ISO is a non-governmental organisation that forms a bridge between the public and private sectors. On one hand, many of its member institutes are part of the governmental structure of their countries or are mandated by their government. On the other hand, other members have their roots uniquely in the private sector, having been set up by national partnerships of industry associations.
Therefore, ISO enables a consensus to be reached on solutions that meet both the requirements of business and the broader needs of society. For more information on ISO see www.iso.org .
How HP displays page yield data
HP publishes declared ISO page yield numbers for each LaserJet cartridge (where ISO is applicable) www.hp.com/go/pageyield.
What is Individual yield versus a composite Yield for color cartridges?
An individual yield for a given color cartridge is the individual calculated page yield of a given color cartridge as demonstrated by testing using the ISO methodology, based on a minimum of 9 cartridges tested to end of life.

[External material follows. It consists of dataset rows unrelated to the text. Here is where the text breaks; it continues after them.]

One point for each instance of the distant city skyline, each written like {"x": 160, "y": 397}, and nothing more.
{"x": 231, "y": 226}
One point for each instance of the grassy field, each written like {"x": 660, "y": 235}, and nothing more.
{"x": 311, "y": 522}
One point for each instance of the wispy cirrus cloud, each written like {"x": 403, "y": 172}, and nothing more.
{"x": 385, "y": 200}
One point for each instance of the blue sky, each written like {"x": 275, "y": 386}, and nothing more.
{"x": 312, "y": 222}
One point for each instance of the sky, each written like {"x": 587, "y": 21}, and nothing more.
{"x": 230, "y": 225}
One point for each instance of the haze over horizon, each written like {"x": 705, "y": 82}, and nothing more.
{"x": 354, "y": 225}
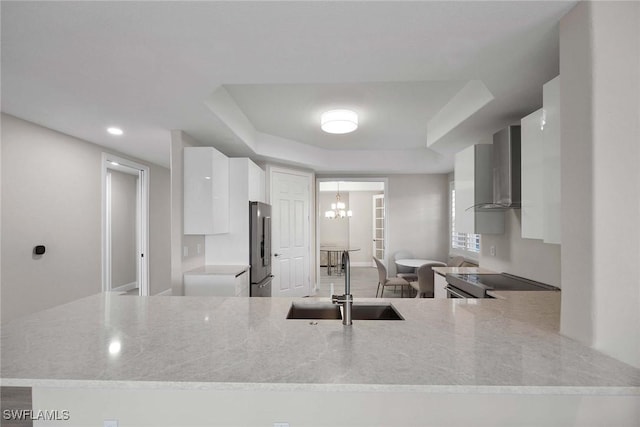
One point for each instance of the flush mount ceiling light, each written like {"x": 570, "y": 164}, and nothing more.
{"x": 339, "y": 121}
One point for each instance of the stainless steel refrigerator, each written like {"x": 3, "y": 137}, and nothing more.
{"x": 260, "y": 249}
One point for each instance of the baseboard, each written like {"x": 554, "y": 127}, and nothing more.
{"x": 125, "y": 288}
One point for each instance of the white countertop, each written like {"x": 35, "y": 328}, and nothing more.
{"x": 226, "y": 270}
{"x": 453, "y": 345}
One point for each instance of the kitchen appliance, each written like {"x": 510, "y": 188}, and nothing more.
{"x": 506, "y": 171}
{"x": 478, "y": 285}
{"x": 260, "y": 249}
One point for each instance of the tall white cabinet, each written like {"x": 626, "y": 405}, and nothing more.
{"x": 247, "y": 183}
{"x": 541, "y": 214}
{"x": 206, "y": 191}
{"x": 473, "y": 185}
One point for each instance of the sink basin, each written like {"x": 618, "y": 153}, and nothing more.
{"x": 375, "y": 312}
{"x": 314, "y": 311}
{"x": 322, "y": 311}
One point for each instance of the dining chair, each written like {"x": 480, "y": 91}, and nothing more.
{"x": 402, "y": 271}
{"x": 455, "y": 261}
{"x": 384, "y": 280}
{"x": 424, "y": 284}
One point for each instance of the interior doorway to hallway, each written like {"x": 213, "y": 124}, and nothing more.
{"x": 125, "y": 225}
{"x": 362, "y": 232}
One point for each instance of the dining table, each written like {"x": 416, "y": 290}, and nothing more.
{"x": 334, "y": 252}
{"x": 415, "y": 262}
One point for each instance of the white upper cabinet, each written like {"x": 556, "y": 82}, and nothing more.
{"x": 206, "y": 191}
{"x": 532, "y": 160}
{"x": 247, "y": 185}
{"x": 541, "y": 168}
{"x": 474, "y": 185}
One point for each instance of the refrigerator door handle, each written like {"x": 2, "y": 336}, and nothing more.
{"x": 264, "y": 282}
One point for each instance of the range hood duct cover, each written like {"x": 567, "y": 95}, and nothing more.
{"x": 507, "y": 171}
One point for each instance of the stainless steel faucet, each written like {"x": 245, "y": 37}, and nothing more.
{"x": 347, "y": 299}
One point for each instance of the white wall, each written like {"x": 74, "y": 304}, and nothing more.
{"x": 181, "y": 244}
{"x": 124, "y": 189}
{"x": 51, "y": 195}
{"x": 600, "y": 69}
{"x": 418, "y": 221}
{"x": 528, "y": 258}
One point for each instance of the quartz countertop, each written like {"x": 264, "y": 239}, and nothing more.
{"x": 462, "y": 270}
{"x": 227, "y": 270}
{"x": 453, "y": 345}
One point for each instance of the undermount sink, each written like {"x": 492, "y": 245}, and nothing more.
{"x": 323, "y": 311}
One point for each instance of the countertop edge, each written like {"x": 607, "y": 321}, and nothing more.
{"x": 312, "y": 387}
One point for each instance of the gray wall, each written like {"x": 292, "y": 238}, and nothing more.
{"x": 193, "y": 246}
{"x": 418, "y": 221}
{"x": 600, "y": 71}
{"x": 124, "y": 189}
{"x": 51, "y": 195}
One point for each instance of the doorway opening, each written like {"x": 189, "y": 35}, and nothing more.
{"x": 362, "y": 233}
{"x": 125, "y": 226}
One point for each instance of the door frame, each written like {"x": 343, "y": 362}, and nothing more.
{"x": 111, "y": 161}
{"x": 319, "y": 214}
{"x": 310, "y": 175}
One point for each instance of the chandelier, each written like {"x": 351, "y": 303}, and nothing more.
{"x": 338, "y": 209}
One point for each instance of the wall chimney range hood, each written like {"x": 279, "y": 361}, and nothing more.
{"x": 506, "y": 171}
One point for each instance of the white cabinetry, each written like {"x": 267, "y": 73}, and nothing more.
{"x": 247, "y": 183}
{"x": 474, "y": 185}
{"x": 217, "y": 280}
{"x": 541, "y": 168}
{"x": 439, "y": 285}
{"x": 206, "y": 191}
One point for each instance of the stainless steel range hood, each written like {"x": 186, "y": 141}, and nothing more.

A composite yield, simply stated, is a weighted average of the individual yields (as demonstrated by testing using the ISO methodology) of the cyan, yellow and magenta cartridges.
For example, if the ISO test methodology indicates that the individual yields of a given set of cartridges are 480 for cyan, 500 for magenta, and 520 for yellow, the composite yield would be 499. The Composite yield number helps simplify yield reporting.
HP publishes a 3-color composite page yield for LaserJet printer cartridges. The composite yield is based upon the ISO 19758 reporting methodology for color printers, which provides for a single average reporting yield for Cyan, Magenta and Yellow ink cartridges. Black is reported separately as an individual yield.
Example of composite CMY yields
Although yields are calculated for individual cartridges, the yield test itself is conducted with all of the cartridges installed in the printer. LaserJet Printers are complex systems that may use more than one color cartridge when printing text and graphics. See for more detail.
Keep in mind that page yield is just one component of cost, and that factors such as quality, reliability, productivity and efficiency affect cost as well. Products that work reliably will ultimately save you time and money. When you choose a LaserJet printer, make sure you consider your individual printing needs.